# DISCOVERY OF PI

Have you ever wondered how pi was calculated before Newton discovered it. Up until the 250BC, mathematicians knew for a fact that the value of pi is between 3 and 4. And you may ask that how did they know that, the answer to that would be that they did that with the help of a hexagon and square.

A unit circle (area = π) was inscribed with a regular hexagon of unit sides. And the circle was inscribed in a square. The hexagon was then further divided into 6 equilateral triangles with unit sides. Then the perimeter of hexagon was found to be 6 units. Since the hexagon was inside the circle the circumference of the circle must be a little more than that of hexagon.

Circumference > perimeter

2 π > 6

π >3

On the other hand, the perimeter of square > circumference of the circle.

2 π<8

π <4

Hence, it was concluded to be between 3 and 4, i.e, 3< π<4.

Later in the 250BC, Archimedes improved this calculation. He bisected the hexagon into a dodecagon (12 sides) and inscribed one into the circle and inscribed the circle in another 12-sided polygon. After calculation, it was found that π lies between 6.212 and 6.431. This process repeated for centuries until they reached the 96-sided polygon and found a range of 3.1408< π<3.1429.

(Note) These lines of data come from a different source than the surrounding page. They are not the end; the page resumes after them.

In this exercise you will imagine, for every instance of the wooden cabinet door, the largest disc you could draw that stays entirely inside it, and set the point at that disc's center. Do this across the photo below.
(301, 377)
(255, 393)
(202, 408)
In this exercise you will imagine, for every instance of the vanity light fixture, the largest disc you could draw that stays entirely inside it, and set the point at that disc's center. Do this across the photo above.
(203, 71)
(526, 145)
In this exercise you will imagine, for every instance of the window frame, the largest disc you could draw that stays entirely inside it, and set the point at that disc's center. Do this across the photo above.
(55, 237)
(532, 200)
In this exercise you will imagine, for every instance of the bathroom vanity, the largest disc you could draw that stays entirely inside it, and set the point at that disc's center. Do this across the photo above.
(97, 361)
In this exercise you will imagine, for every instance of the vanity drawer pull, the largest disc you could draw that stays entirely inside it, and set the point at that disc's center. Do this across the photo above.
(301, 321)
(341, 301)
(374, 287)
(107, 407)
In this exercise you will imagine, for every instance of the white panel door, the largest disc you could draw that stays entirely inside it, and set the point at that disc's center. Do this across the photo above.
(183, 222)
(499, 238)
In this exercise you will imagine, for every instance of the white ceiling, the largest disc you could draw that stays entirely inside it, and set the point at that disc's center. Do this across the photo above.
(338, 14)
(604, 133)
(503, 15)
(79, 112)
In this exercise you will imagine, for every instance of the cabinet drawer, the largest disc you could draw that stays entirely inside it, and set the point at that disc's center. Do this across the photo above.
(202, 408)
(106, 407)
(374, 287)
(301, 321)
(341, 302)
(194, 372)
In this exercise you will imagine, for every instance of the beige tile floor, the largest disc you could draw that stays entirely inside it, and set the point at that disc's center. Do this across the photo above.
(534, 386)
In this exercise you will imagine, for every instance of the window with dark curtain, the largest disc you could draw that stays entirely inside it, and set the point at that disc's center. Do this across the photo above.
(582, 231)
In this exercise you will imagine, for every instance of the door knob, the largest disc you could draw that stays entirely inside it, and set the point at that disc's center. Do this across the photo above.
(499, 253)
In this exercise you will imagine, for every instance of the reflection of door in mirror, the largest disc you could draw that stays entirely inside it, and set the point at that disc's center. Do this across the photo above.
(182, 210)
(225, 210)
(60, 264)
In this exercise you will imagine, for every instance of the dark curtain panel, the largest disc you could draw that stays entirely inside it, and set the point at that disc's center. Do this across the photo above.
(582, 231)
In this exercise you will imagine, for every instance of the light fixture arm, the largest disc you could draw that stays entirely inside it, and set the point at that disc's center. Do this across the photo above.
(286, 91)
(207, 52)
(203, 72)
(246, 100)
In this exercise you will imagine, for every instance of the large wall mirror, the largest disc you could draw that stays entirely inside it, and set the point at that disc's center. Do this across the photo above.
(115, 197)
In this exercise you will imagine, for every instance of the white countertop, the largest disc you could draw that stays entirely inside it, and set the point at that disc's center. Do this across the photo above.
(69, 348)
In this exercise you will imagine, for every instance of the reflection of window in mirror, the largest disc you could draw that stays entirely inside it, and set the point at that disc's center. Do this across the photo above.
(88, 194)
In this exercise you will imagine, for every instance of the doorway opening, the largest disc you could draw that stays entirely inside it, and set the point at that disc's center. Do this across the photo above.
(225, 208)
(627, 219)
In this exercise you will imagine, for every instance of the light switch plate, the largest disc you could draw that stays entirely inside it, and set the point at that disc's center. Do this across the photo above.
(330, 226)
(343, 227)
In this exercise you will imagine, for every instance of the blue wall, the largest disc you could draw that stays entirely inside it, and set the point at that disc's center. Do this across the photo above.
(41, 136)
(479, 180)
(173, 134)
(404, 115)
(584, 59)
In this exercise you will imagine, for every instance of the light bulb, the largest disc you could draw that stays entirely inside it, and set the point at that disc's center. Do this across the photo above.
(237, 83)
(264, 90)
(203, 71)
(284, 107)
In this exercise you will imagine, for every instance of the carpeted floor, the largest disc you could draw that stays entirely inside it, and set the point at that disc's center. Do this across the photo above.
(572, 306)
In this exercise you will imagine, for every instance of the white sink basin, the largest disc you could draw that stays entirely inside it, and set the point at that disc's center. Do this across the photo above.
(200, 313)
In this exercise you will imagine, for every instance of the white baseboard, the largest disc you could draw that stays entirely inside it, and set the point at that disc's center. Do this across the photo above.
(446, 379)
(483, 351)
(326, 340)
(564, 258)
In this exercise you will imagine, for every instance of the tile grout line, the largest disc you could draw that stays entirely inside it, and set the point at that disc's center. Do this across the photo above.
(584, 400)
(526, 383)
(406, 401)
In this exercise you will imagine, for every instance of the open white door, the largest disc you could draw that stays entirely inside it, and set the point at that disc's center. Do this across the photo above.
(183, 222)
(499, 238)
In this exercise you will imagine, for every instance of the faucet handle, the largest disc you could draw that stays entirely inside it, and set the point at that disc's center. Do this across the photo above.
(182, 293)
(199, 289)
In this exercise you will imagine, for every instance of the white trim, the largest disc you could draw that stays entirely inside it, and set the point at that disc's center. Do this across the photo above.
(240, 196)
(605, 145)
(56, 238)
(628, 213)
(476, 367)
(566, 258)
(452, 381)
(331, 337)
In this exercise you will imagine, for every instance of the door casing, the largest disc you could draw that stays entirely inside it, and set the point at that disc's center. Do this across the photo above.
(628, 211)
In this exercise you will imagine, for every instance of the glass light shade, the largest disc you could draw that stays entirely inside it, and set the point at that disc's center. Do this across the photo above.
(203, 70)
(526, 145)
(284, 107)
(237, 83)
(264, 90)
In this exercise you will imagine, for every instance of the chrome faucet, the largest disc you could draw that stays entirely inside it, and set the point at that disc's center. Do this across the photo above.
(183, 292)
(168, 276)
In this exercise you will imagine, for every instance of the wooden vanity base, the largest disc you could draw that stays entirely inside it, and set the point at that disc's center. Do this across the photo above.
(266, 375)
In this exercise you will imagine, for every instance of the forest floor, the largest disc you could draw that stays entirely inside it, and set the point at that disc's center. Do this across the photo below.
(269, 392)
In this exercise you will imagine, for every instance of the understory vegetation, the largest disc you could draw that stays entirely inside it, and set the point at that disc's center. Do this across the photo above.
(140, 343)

In the late 16th century, Francois Viète doubled a dozen times than Archimedes and computed the perimeters of polygon of 393,216 sides. And by the early 17th century, Ludolph van Caulen surpassed him by calculating perimeter of polygon of 2^62 sides. He spent 25 years of his life calculating π upto 35 correct decimal places.

People were used this method of computing pi until Sir Newton came along. The first step to his discovery of π was building Binomial theorem from the Pascals triangle. Sooner after he also delt with the theorem being subjected to incompetency when power of (1+x) was -1, since it would give an infinite series. But he proved its accuracy by multiplying both sides by (1+x). The left hand side gave 1 straightaway and when (1+x) was multiplied on the right hand side, every term got cancelled leaving only one.

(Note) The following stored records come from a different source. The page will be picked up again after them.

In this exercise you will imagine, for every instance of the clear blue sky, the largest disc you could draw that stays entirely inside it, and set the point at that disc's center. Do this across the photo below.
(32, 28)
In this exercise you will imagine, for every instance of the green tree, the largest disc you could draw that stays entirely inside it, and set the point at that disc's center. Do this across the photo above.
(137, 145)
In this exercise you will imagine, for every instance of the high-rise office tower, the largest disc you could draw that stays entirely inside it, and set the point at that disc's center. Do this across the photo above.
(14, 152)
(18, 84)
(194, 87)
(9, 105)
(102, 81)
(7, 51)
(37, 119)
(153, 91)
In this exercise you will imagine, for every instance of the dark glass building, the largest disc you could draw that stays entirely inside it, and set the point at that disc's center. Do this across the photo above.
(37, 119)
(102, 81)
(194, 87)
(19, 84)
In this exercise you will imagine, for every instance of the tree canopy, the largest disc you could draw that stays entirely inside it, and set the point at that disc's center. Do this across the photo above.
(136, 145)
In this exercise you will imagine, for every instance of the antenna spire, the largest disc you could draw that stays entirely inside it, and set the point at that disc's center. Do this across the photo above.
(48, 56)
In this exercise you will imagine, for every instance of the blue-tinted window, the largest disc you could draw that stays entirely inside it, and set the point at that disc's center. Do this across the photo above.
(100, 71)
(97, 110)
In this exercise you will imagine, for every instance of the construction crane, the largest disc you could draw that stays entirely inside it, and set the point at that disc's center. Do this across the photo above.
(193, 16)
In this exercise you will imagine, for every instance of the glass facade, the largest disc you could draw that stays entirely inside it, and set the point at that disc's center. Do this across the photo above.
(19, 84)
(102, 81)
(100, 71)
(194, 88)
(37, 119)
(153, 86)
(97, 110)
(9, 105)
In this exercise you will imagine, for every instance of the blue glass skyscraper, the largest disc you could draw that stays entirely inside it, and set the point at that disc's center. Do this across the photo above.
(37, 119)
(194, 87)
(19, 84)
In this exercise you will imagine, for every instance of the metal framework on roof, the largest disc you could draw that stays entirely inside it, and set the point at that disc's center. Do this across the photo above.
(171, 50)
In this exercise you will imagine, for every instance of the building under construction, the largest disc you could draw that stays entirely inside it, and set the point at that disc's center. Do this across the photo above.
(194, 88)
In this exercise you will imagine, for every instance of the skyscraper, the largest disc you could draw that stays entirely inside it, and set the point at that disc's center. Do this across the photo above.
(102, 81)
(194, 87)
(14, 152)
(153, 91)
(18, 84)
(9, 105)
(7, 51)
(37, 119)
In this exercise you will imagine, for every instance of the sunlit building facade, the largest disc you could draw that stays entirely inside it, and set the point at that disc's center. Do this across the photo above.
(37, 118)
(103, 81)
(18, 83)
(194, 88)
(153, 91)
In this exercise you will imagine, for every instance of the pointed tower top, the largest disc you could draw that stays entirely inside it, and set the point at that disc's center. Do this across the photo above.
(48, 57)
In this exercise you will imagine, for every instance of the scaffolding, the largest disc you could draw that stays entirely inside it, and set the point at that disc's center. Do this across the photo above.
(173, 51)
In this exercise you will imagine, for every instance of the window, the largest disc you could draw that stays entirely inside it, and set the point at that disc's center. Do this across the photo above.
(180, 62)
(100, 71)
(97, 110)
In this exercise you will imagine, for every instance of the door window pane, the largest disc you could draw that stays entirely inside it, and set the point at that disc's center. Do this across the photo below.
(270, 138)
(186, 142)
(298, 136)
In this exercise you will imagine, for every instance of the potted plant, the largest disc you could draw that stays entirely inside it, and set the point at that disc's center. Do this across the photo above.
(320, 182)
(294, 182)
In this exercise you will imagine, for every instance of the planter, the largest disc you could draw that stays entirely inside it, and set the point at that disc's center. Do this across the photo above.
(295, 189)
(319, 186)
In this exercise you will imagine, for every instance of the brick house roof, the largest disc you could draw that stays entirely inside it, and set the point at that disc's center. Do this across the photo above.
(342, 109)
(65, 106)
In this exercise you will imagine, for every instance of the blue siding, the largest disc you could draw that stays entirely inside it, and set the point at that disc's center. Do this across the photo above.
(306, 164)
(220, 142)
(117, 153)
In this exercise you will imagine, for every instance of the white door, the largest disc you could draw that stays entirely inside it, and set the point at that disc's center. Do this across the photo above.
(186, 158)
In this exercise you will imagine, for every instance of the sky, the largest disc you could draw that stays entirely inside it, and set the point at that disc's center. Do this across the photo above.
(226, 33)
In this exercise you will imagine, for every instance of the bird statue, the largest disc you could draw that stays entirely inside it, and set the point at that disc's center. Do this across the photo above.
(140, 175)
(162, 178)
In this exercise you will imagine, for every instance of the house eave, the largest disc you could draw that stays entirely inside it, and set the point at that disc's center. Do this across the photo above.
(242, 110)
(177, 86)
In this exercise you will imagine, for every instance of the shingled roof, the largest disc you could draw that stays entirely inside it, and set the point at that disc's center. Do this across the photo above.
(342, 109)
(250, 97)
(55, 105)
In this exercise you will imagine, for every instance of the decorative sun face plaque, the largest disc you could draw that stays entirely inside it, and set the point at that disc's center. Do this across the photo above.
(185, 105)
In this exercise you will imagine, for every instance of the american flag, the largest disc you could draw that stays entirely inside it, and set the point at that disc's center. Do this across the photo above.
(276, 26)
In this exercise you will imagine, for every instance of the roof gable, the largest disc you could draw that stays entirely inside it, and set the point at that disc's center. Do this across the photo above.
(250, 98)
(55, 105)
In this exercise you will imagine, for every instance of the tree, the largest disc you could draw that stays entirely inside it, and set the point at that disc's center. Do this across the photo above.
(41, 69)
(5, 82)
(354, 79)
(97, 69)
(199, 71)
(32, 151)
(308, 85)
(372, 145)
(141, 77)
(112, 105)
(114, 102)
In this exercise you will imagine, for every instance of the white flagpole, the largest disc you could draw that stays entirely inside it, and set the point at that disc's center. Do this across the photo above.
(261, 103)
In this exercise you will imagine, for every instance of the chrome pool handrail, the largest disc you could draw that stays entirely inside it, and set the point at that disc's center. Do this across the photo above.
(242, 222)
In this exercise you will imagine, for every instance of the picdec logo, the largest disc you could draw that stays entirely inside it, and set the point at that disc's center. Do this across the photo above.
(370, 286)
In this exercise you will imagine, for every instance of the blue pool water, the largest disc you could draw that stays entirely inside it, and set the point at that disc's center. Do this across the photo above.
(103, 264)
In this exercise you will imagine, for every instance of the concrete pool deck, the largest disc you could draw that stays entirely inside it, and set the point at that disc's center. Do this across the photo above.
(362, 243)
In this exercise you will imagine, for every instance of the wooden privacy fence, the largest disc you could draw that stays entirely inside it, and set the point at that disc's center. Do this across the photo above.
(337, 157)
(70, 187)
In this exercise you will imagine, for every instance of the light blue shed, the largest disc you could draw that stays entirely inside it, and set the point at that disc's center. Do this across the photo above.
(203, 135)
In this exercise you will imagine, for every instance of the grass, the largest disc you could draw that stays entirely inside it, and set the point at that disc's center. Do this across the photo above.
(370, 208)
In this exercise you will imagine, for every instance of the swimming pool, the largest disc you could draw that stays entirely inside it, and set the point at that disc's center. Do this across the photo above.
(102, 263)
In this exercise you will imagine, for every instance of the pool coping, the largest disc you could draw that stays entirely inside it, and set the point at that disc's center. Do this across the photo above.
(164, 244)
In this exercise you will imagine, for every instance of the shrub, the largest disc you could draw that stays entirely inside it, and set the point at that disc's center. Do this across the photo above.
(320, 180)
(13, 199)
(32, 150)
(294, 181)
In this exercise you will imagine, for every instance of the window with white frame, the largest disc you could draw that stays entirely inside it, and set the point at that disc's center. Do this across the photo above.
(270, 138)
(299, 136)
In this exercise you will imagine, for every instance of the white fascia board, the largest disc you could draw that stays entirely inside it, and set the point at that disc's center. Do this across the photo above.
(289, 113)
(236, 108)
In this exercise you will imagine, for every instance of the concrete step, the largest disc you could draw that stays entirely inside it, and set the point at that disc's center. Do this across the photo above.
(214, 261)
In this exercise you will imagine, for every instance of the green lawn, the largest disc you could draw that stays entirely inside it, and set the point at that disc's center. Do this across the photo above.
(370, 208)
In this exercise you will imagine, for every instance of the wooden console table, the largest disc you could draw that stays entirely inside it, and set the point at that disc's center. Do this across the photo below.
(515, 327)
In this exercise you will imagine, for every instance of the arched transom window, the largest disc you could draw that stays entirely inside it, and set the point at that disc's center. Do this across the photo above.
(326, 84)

Afterward he went for (1+x) with power of ½ to solve for the area of a unit circle by equation of the circle, which was given by x^2+y^2=1. Hence, the value y=(1-x^2)^1/2 can be calculated by substituting the value of x by -x^2.

Right after this, he also invented calculus. And the integration from 0 to 1 was used to find the area under y=(1-x^2)^1/2 which is the area of the quarter of circle in the first quadrant. We also know that the area of quarter of circle is (πr^2)/4. In this case it will be π/4 (since r=1). Upon equating them and calculating we get the value of π. To make things easier and accurate he decided to integrate from 0 to ½. It gives the area of the circle from the left of y axis to the straight line of x=1/2. That area can be calculated as area of a sector of 30 degrees, which will be π/12, and a right triangle of sides 1 and ½ ( we can calculate the third by Pythagoras).

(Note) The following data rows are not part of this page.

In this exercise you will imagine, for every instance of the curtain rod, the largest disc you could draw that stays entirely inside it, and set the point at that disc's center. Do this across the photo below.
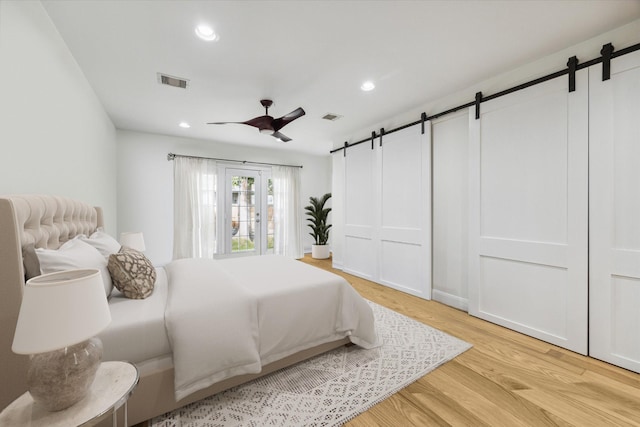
(611, 54)
(172, 156)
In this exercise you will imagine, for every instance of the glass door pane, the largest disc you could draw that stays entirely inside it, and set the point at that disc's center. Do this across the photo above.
(244, 211)
(269, 218)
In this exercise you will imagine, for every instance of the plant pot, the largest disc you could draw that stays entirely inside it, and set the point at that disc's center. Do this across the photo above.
(320, 251)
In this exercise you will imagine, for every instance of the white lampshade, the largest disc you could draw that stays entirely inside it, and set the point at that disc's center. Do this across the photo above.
(59, 310)
(133, 240)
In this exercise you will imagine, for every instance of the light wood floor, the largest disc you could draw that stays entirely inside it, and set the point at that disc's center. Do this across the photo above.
(506, 379)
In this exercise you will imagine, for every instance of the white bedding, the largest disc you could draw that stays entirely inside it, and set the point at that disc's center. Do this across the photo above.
(230, 317)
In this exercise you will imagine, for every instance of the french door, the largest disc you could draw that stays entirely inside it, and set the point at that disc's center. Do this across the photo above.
(528, 187)
(248, 221)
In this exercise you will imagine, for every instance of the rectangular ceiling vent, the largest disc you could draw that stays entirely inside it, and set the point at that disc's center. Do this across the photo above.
(174, 81)
(332, 117)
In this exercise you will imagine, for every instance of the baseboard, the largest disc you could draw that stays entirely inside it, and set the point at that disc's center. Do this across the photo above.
(450, 300)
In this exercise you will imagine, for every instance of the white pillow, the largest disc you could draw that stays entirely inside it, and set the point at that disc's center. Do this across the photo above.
(73, 255)
(104, 243)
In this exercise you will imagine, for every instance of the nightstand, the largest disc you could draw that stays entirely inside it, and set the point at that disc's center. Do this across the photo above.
(111, 389)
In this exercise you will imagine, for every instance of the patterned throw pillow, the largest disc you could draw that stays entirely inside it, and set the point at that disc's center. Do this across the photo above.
(132, 273)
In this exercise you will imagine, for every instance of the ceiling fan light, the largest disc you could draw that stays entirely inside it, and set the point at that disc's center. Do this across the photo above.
(205, 32)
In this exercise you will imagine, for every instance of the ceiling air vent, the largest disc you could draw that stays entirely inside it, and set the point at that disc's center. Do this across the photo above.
(332, 117)
(168, 80)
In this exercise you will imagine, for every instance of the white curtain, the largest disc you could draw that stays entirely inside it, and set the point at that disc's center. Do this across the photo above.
(194, 207)
(287, 211)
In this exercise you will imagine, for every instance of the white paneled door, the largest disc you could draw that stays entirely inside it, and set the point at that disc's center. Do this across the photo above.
(387, 205)
(528, 188)
(405, 211)
(614, 167)
(361, 215)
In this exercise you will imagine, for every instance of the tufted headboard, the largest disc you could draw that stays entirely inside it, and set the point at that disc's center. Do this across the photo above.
(47, 222)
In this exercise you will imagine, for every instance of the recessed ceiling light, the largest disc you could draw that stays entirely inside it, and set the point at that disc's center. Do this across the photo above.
(367, 86)
(205, 32)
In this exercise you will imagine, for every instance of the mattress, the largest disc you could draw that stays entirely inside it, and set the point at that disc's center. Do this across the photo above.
(137, 330)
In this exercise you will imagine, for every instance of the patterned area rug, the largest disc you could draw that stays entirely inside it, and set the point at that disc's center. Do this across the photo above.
(330, 389)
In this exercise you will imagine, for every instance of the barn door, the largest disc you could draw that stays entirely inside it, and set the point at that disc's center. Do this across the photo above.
(360, 202)
(528, 212)
(614, 168)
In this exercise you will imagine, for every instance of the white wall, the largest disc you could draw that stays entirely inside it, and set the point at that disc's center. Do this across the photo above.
(145, 182)
(55, 135)
(450, 163)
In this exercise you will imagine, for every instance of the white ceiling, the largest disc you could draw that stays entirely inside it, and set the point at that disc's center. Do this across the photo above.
(310, 54)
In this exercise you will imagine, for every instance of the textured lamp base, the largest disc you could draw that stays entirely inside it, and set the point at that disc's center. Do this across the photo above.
(60, 378)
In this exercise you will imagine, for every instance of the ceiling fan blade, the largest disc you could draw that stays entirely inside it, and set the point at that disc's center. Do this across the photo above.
(287, 118)
(261, 122)
(281, 137)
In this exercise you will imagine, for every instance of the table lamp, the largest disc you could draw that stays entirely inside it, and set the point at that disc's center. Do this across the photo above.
(133, 240)
(59, 317)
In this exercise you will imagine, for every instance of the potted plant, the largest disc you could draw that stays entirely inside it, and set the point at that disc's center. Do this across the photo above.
(318, 223)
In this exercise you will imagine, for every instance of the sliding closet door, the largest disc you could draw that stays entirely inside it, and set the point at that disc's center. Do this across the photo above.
(614, 168)
(361, 213)
(405, 211)
(528, 189)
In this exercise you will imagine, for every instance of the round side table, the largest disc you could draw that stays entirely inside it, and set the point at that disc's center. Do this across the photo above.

And upon equating we once again can find the value of π. Not only that but when you solve up to 5 places of the integration, you get results π for up to 5 decimal places. And it will take calculation of integration up to 35 terms to get what Ludolph van Caulen got after 25 years. This is how years of calculation was simplified by Sir Isaac in a way it took only a few days to learn the value of pi.